Leading global drone delivery company Wing is undertaking more innovation of its operational model by introducing store-prepared orders in new service to the Dallas-Fort Worth area – its biggest urban market to date.
Owned by Google holding company Alphabet, Wing is launching its new, retail-based drone delivery method as ideally adapted to serving the dense population cities it hopes to expand to in the US and around the world. The first version of that will operate in the Frisco and Little Elm areas of Dallas-Fort Worth, using a container-housed command center located at Walgreens store Wing is partnering with. Serving as an operational mini-hangar, the unit can be brought to virtually any business wanting to fly goods to waiting customers, and house the Wing drones, pilots, and navigation equipment to provide that transportation.
The new model will involve designated Walgreen employees processing client orders and load those packages onto the delivery drones. Once the payload box holding goods is secured, Wing pilots take over, flying the drones to client addresses for delivery. The system is designed to allow expanded operation and UAV take off and landing from adjacent parking lots, surrounding open spaces, or even from rooftops.

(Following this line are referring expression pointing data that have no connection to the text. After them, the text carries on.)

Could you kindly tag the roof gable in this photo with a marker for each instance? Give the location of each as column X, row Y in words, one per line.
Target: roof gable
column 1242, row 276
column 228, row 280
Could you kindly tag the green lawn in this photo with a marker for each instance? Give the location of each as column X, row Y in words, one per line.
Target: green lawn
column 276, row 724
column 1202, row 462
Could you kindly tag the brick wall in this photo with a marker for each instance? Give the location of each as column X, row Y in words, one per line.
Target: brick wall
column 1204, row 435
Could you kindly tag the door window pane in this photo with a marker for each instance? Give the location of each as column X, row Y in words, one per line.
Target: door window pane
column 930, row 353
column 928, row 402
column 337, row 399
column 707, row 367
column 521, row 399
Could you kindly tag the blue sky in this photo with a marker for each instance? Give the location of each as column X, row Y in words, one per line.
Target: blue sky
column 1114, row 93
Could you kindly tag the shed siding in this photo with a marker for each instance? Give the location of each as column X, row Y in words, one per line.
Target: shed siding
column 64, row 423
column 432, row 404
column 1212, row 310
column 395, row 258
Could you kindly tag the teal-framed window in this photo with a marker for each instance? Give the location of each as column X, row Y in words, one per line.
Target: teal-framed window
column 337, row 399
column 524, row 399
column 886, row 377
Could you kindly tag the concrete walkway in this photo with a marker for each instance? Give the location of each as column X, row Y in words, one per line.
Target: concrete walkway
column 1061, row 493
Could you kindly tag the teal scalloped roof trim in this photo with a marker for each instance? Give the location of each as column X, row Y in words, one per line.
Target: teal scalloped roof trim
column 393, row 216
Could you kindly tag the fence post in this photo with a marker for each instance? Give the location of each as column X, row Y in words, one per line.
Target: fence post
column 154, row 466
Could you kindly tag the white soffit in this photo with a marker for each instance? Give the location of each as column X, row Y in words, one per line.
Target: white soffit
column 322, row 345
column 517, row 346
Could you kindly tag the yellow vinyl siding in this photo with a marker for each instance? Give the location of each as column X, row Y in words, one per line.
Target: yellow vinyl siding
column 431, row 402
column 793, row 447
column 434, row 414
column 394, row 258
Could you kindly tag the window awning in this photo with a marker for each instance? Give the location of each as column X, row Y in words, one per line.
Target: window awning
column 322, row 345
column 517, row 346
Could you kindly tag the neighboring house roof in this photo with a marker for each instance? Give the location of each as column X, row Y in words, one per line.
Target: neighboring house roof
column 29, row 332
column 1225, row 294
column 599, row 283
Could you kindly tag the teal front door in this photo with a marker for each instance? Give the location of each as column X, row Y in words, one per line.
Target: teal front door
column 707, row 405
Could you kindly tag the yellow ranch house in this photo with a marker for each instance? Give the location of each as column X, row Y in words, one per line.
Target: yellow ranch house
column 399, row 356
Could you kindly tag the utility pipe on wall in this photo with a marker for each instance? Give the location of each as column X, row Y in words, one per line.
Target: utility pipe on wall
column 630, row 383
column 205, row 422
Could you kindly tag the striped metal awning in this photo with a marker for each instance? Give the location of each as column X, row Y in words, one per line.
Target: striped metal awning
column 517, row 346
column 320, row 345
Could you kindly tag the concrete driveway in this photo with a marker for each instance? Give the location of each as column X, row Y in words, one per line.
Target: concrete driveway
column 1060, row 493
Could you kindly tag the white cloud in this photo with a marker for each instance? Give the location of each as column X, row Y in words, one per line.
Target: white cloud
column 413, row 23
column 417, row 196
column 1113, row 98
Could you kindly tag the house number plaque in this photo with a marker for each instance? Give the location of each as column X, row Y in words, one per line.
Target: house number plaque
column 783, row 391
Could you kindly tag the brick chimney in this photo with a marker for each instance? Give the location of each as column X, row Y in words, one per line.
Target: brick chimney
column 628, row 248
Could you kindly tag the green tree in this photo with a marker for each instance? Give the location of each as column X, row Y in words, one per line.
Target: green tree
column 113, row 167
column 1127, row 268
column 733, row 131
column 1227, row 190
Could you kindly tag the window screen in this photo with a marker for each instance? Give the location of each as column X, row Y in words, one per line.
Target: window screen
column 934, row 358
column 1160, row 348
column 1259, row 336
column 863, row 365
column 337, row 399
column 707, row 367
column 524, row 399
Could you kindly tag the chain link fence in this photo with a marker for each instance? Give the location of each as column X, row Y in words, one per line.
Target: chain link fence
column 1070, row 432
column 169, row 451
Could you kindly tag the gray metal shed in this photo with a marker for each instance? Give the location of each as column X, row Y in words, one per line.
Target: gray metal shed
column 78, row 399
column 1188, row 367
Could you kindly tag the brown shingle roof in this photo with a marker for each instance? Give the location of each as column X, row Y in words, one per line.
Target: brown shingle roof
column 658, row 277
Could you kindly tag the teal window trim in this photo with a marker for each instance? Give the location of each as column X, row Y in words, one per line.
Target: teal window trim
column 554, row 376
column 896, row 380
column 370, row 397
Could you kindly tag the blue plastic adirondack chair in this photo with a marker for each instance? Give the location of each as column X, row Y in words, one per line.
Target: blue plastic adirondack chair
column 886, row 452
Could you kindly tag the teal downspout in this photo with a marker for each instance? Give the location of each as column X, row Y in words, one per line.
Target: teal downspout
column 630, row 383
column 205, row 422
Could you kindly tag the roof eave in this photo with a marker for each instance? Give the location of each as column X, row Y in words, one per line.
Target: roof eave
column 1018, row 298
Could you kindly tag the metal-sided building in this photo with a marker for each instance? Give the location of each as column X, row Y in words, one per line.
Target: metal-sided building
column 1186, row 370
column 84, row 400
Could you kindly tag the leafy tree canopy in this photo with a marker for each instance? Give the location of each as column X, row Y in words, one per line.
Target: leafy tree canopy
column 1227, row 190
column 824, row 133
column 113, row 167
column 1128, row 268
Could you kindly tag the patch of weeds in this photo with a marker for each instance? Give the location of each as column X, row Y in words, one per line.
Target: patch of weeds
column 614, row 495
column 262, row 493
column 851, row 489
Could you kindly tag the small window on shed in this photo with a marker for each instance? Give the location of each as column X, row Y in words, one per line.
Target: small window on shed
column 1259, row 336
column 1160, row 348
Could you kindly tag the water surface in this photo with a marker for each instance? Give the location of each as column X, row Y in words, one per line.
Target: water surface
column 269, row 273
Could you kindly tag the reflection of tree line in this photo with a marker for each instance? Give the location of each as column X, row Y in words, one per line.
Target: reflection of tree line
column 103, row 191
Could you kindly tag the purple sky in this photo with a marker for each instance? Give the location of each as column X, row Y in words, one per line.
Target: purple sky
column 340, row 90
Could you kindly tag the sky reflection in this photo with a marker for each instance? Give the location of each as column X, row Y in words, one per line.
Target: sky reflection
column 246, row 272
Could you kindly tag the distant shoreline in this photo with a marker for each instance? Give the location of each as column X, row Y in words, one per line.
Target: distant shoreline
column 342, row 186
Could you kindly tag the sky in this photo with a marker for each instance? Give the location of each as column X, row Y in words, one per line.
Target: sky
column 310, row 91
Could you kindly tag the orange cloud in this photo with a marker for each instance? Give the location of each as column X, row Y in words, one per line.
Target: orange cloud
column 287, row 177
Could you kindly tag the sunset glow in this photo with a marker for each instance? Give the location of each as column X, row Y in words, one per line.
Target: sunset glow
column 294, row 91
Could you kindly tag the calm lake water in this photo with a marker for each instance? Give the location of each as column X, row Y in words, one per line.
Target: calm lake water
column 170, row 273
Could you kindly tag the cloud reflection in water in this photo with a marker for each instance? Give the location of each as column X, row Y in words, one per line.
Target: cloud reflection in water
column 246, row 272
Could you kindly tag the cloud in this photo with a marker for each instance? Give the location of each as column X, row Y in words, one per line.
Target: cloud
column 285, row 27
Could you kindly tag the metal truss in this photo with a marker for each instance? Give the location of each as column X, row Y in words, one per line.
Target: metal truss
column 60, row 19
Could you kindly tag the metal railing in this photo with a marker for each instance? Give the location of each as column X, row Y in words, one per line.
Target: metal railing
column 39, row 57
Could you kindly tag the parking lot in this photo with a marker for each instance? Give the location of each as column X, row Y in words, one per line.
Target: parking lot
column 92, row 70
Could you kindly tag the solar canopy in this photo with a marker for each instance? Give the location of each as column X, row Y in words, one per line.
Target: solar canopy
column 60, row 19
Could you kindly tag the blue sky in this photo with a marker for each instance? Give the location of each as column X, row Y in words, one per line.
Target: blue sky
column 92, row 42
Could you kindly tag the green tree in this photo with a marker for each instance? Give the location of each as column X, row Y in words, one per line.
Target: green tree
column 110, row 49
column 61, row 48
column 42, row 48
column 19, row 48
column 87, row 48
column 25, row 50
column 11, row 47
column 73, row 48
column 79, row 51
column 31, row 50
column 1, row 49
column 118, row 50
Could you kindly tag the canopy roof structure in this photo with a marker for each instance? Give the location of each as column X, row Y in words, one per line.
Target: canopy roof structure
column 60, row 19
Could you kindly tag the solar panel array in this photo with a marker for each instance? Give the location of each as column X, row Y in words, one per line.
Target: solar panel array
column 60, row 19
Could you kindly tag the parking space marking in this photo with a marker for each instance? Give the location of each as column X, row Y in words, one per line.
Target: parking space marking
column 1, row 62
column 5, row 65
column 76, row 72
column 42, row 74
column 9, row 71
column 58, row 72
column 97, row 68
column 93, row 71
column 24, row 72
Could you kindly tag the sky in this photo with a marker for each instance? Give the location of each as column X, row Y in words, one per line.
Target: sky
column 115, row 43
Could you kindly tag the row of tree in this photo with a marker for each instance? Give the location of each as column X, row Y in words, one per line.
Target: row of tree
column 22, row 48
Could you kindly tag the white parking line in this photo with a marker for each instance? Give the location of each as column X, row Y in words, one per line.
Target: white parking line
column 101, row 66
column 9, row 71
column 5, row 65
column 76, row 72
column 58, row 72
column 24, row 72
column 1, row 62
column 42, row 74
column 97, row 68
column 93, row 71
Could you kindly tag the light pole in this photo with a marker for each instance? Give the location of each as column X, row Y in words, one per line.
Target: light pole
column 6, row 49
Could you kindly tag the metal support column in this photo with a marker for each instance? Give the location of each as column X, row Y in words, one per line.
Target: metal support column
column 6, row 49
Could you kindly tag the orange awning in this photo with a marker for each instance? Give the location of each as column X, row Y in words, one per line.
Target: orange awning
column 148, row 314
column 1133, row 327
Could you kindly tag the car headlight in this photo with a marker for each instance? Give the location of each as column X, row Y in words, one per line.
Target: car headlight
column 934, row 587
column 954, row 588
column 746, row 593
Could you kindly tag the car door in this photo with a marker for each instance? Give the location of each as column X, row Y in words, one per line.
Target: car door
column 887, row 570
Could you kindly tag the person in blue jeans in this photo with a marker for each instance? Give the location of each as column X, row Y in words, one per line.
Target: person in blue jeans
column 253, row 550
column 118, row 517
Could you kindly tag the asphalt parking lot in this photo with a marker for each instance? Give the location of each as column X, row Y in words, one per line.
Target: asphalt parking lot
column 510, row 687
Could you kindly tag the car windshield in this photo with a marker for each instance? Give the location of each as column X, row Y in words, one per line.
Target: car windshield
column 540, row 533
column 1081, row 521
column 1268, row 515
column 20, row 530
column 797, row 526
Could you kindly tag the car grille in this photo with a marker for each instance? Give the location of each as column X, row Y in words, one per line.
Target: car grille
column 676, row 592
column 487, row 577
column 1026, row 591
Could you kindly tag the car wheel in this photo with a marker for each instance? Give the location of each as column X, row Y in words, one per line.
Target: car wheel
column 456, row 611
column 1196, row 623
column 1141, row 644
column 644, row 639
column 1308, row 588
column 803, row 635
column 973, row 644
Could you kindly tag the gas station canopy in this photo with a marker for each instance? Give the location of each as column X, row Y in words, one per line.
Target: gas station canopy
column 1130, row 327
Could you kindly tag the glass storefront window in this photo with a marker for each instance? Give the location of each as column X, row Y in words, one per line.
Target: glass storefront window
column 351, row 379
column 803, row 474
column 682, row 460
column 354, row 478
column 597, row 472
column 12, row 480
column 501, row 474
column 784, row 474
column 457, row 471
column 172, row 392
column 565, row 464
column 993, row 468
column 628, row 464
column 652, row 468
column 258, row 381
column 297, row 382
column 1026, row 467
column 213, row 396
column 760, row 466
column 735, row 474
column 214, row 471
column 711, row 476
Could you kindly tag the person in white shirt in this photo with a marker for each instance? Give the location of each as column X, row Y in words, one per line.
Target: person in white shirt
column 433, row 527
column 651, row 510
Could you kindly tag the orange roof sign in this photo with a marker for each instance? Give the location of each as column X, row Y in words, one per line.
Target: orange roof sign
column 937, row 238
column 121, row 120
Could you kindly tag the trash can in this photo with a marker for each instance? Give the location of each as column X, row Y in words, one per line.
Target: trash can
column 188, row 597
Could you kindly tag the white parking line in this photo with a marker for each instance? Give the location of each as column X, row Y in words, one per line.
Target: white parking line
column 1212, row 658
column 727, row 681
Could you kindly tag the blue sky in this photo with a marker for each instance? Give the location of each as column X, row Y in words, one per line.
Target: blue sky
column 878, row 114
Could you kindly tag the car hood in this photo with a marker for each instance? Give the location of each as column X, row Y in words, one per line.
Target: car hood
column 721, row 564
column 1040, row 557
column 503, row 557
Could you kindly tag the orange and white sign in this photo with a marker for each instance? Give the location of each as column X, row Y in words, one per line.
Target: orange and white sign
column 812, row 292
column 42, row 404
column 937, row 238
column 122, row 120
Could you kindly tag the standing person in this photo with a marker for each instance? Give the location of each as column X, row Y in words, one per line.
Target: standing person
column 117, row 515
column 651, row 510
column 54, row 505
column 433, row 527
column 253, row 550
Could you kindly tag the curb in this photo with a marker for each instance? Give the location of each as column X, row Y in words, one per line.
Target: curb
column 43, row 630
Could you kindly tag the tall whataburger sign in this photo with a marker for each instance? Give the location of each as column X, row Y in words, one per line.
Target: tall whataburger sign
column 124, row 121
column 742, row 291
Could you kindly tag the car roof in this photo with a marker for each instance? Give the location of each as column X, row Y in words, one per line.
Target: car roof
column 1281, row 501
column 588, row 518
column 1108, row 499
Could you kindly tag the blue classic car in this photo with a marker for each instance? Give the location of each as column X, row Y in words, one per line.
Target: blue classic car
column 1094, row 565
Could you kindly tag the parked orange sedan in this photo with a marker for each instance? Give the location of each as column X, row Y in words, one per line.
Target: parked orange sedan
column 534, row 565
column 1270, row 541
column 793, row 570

The new twist in Wing’s model isn’t the first. Initially the service involved participating businesses bringing orders to multiple fleet locations, where drones stood ready to make deliveries. In September, the company switched that concept around by positioning a team of pilots and UAVs at a shopping center in the Australian city of Logan – bringing drone supply to a concentrated retail demand spot, as it were.
This new variation takes yet another tack by positioning a dedicated drone delivery unit at the doorstep of a single retailer likely to receive a relatively high volume of orders. It also marks Wing’s ambition to expand its geographical reach from the modestly sized cities in the US, Australia, and Finland it serves to densely populated urban centers.
The company says that up to this point, the single retailer-based drone delivery operation that companies like Walmart and Kreuger have used has been restricted to smaller towns, where land occupation and complexities linked to overflight of people are lower. Wing says the experience it has gained in extant operations have produced the kind of reliable aircraft, advanced flight planning, and routing capabilities that now permit it to operate highly automated drone delivery services in more crowded, complex operating environments.
Wing – which has been operating test flights to prepare the launch since June – plans to conduct limited mock runs starting next week in Frisco and Little Elm. It then hopes to set up drone delivery demonstrations and get feedback from local communities. Full launch a commercial service is expected to begin in the coming months – the first of its kind in a major US metro area.